If you think it is normal for your passport to be held for 8 weeks or more, you would have found comfort in being a slave 500 years ago. In that sense, you were born five centuries too late. I refuse to find comfort in such anomalies and I refuse to have my right to movement so impeded.
In all my public and private engagements with embassies, I have never denied their right to grant or deny me their visa. No country owes me a visa.
That's where that right ends. It does not extend to minuting on my passport after a denial. I challenged an embassy over this in 2015. That was the last time they did such a thing on any Nigerian passport.
That right does not also extend to holding one's passport beyond a certain point.

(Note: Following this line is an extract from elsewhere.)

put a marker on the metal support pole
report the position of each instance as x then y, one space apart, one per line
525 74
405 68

Other Nigerians, for whatever reason, may be comfortable with taking such disrespect, I am incapable of accommodating what I can't take. I am a Nigerian, not a docile sub-human obediently accepting whatever gets thrown at me.
That is why I will be making a proposal for serious embassies, including Nigerian embassies abroad, to adopt a new order for visa processes. It is not even a new order per se, except that it will be unfortunately new for an inordinate number of embassies and high commissions.
PS: I saw a tweet from a CNN reporter about Nigeria charging exorbitant fees for its visas while his own country allows Nigerians easier access, I took up the matter privately with the minister in charge. He promised action on it. I didn't even reply said tweet. So, any such intervention that gets online only does so when offline efforts are deemed to have been exhausted.
Not only do I fight for easier visa processes for Nigerians, I do so for those looking to visit Nigeria. Because I know what it means to navigate these relics of days that have no place in modern times.